İsmet Paşa, Misak-ı Milli’yi temel alan bir strateji izledi. “Ya tam bağımsızlık, ya savaş” anlayışıyla, özellikle kapitülasyonların kaldırılması ve tam egemenlik konularında son derece kararlı davrandı. Bu tutum, antlaşmanın “zafer” olarak nitelenmesini sağlayan en önemli unsurlardan biriydi.
Lozan, Türkiye için bir dönüm noktasıdır. Önemi şu başlıklarla özetlenebilir:
Antlaşma ile Sevr Antlaşması geçersiz kılındı ve Türkiye Cumhuriyeti’nin sınırları büyük ölçüde çizildi. Yeni devlet, uluslararası toplum tarafından resmen ve hukuken tanındı.
Osmanlı döneminden kalan ve ülkenin ekonomik bağımsızlığını ipotek altına alan kapitülasyonlar tamamen lağvedildi. Türkiye, kendi ekonomik politikalarını belirleme hakkını elde etti.

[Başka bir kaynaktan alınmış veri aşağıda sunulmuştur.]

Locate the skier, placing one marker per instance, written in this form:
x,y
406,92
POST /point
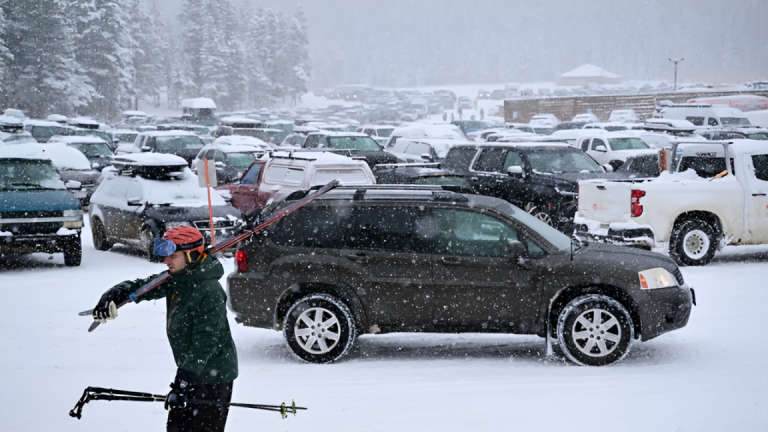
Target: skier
x,y
197,328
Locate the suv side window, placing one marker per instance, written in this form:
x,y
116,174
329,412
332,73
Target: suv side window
x,y
315,227
395,229
464,232
490,160
252,175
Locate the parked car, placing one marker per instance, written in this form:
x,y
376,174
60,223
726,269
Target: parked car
x,y
43,130
38,212
349,144
180,143
143,195
94,148
272,179
540,178
612,148
230,160
424,149
691,213
381,259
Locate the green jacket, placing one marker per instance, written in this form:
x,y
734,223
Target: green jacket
x,y
196,320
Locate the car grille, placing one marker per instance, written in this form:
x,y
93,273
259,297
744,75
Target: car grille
x,y
205,225
678,275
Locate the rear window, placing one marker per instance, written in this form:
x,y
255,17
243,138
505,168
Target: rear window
x,y
346,176
284,175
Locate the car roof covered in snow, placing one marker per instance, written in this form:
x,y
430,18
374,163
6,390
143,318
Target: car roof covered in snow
x,y
77,139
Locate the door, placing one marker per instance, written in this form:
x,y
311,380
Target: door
x,y
477,286
757,196
386,260
244,194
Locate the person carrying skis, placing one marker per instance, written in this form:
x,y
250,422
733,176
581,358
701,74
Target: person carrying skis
x,y
197,328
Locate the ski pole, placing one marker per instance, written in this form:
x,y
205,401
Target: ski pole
x,y
224,245
98,393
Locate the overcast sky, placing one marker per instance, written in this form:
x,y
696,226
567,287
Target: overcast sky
x,y
433,42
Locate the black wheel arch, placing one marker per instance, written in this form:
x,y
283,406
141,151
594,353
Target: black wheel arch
x,y
302,289
564,296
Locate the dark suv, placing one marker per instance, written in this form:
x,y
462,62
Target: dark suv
x,y
541,178
381,259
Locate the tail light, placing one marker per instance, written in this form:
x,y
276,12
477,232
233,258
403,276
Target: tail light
x,y
241,261
636,208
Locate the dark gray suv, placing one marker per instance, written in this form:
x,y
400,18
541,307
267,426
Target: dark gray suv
x,y
384,259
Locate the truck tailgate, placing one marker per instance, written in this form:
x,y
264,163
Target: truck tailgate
x,y
605,201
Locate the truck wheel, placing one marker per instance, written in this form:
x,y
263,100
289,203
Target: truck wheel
x,y
539,212
594,330
99,234
692,243
319,328
73,252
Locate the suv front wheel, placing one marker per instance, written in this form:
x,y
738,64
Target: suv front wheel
x,y
594,330
319,328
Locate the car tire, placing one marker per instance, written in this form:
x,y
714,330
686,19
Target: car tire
x,y
337,329
99,234
692,243
581,337
148,245
540,213
73,252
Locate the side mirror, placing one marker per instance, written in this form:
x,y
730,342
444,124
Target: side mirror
x,y
516,250
516,171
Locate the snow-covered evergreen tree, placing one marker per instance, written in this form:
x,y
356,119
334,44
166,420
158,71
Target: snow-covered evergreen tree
x,y
43,76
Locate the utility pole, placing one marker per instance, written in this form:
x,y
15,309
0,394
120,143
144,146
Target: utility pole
x,y
676,62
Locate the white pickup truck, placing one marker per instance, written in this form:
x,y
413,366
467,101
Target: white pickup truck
x,y
689,215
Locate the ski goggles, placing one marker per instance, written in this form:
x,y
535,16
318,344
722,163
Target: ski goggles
x,y
164,247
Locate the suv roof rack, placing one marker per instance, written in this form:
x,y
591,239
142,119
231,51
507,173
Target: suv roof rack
x,y
439,192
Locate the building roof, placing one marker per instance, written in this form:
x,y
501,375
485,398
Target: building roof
x,y
588,70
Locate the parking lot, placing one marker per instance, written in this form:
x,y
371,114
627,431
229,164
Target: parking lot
x,y
708,376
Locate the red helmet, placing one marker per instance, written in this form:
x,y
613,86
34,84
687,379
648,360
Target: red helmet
x,y
186,238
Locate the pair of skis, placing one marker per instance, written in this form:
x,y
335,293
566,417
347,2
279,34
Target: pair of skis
x,y
98,393
224,245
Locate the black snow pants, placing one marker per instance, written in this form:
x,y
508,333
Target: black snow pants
x,y
194,418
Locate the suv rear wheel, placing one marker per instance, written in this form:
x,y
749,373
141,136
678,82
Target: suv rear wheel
x,y
594,330
319,328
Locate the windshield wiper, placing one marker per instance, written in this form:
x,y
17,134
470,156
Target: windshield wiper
x,y
34,185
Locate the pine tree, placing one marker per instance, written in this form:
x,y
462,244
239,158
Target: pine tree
x,y
43,73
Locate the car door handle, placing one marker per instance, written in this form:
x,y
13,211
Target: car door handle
x,y
361,257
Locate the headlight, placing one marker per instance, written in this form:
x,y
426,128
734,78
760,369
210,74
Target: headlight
x,y
656,278
169,225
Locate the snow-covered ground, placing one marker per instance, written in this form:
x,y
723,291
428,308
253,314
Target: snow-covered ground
x,y
709,376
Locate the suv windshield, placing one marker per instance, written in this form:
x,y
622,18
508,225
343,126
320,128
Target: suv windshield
x,y
29,174
627,144
93,149
730,121
562,162
174,143
365,143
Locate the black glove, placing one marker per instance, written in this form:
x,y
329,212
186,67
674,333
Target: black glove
x,y
106,308
181,389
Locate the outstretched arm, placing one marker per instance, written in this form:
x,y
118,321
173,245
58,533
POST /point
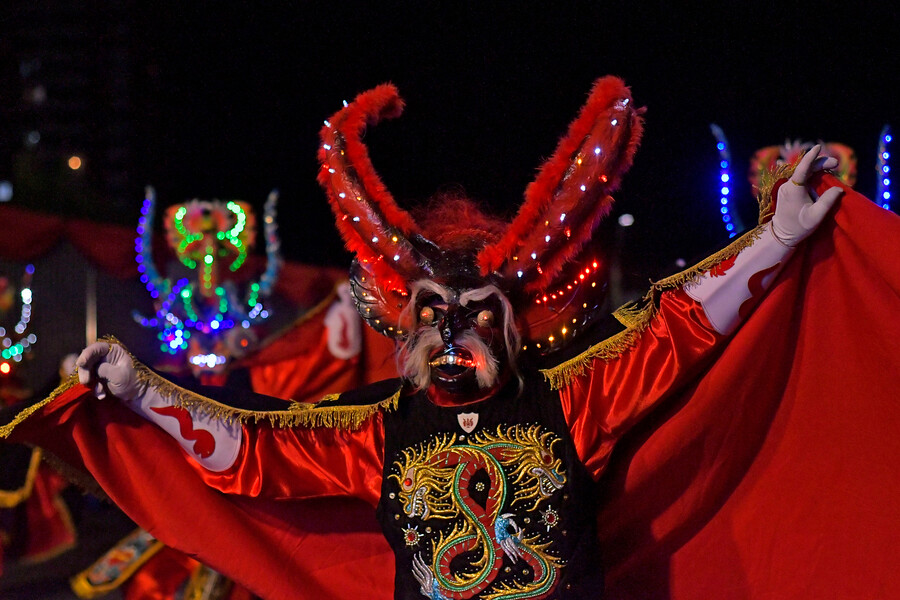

Azınlıklar, “Türk uyruklu” sayıldı ve ayrıcalıklı statüleri sona erdirildi. Türkiye’deki Rumlar ile Yunanistan’daki Türklerin (Batı Trakya hariç) zorunlu mübadelesi kabul edildi. Bu, Anadolu’nun demografik yapısını kalıcı biçimde değiştirdi.
Boğazların askerden arındırılması ve geçiş rejimi, uluslararası bir komisyonun kontrolüne bırakıldı. (Bu madde, 1936 Montrö Boğazlar Sözleşmesi ile değiştirilerek Türkiye’nin kontrolüne geçmiştir.)
Osmanlı borçları, Osmanlı İmparatorluğu’ndan ayrılan devletler arasında paylaştırıldı. Türkiye, kendi payına düşen taksitleri ödemeyi kabul etti.
Lozan Barış Antlaşması, Türk diplomasisinin bir zaferidir. “Yurtta sulh, cihanda sulh” ilkesinin ilk somut örneği olarak, Türkiye’ye uzun bir barış döneminin kapısını aralamıştır. Siyasi, ekonomik ve hukuki bağımsızlığı garanti altına alan antlaşma, Atatürk devrimlerinin önünü açan en önemli belgedir. Bugün hâlâ geçerliliğini koruyan ve Türkiye Cumhuriyeti’nin “tapusu” olarak anılan Lozan, ulus-devletin kuruluş senedi olarak tarihteki yerini korumaktadır.
📌 Not: Lozan Antlaşması, imzalandığı dönemin koşulları içinde değerlendirilmelidir. Tam bir zafer olarak görülse de, uluslararası diplomasinin doğası gereği bazı tavizler içerir. Önemli olan, Türkiye’nin bağımsız bir devlet olarak tanınması ve Sevr’in yok sayılmasıdır.